This page describes how to use virtual mailboxes.
Virtual mailboxes are a good way to give someone a "vanity address" on one of your domains, where they can receive and check email. You may create virtual e-mail boxes for any domains for which you have write permission in DomTool.
Before continuing, please note that DomTool allows you to create aliases that forward mail from one address to another. Aliases are much preferable to extra mailboxes, both in terms of conserving server resources and convenience for you, as you can continue checking one mail account even if multiple aliases point to it. The basic rule is: If you are creating a virtual mailbox that only you will read, or if you are creating multiple virtual mailboxes to be read by the same other person, then you should be using aliases instead.

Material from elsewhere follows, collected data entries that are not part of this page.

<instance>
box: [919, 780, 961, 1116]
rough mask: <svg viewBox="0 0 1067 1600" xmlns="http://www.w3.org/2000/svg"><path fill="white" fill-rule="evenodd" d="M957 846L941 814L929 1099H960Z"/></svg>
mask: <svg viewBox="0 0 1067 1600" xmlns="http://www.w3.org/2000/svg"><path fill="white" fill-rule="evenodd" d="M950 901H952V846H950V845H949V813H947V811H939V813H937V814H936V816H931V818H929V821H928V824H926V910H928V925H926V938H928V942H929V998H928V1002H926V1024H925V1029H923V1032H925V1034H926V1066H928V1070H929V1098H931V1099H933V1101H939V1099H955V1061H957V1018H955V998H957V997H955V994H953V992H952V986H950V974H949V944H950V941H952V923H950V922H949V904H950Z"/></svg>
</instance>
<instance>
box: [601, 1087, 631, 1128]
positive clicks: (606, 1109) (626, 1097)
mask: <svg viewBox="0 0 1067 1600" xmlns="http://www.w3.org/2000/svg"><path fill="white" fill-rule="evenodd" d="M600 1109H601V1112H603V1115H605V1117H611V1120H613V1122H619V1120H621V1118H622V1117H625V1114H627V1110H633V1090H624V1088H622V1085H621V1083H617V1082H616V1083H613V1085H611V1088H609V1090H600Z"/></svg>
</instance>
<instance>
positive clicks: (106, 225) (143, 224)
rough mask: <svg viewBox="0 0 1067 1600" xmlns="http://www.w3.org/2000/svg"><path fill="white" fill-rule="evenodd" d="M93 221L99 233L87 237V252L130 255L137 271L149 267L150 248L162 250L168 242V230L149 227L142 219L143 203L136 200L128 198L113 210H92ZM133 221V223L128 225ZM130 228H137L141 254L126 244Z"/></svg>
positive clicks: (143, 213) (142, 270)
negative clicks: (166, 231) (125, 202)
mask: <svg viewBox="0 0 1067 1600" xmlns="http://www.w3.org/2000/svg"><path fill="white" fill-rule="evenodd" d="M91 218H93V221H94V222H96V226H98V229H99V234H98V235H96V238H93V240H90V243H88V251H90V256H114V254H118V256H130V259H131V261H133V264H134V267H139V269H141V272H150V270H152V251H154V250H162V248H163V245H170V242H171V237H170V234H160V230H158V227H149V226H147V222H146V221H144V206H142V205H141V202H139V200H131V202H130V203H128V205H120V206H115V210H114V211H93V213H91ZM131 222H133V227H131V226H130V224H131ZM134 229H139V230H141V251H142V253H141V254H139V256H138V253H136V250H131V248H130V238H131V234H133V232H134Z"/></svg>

It is also very important that your "daemon" user gets write privileges on the directory that is used to store mail for each vmail username.
To be able to receive email for the new virtual user, you need to create their Maildir directory, set the correct permissions on it, and then create the actual virtual mailbox.
In the working example below, replace $USER with your username, $VUSER with virtual user name, $DOMAIN with your domain, and $MAILDIR with the directory where the virtual user's email is to be stored. Note that a relative pathname in $MAILDIR will be resolved by vmail relative your home directory.
maildirmake $MAILDIR fsr setacl $MAILDIR $USER.daemon write vmail $DOMAIN add $VUSER $MAILDIR # Enter a password as prompted. vmail $DOMAIN list # You will see that the new account shows up.
We use a custom program called vmail to manage delivery to virtual mailboxes. It may be invoked with vmail $DOMAIN $COMMAND, which indicates that you are configuring the virtual mailboxes for domain $DOMAIN for which you have DomTool permissions. The valid commands are:
list: Print the mapping from usernames to mailbox directories for $DOMAIN.
add $USER $MAILDIR: Add a mapping from $USER@$DOMAIN to a Maildir directory $MAILDIR. You'll be prompted to enter a password for the user, which he can then use to access IMAP, POP, or restricted SMTP services.
passwd $USER: Reset a virtual user's password.
rm $USER: Remove a mapping. The mailbox directory remains for you to deal with as you like.
People with virtual mailboxes may use the normal services for accessing their email, such as SSL IMAP and POP, and https://webmail.hcoop.net.They authenticate giving their full e-mail addresses as usernames, in contrast to the situation for normal UNIX users.
Note: If you try to log in to the web interface this will fail because the mail directory has not been initialized yet. Send a test message to the new account, then verify that the $MAILDIR directory now has some files (not only directories!) using find $MAILDIR -type f, and then try to access the account from the web interface.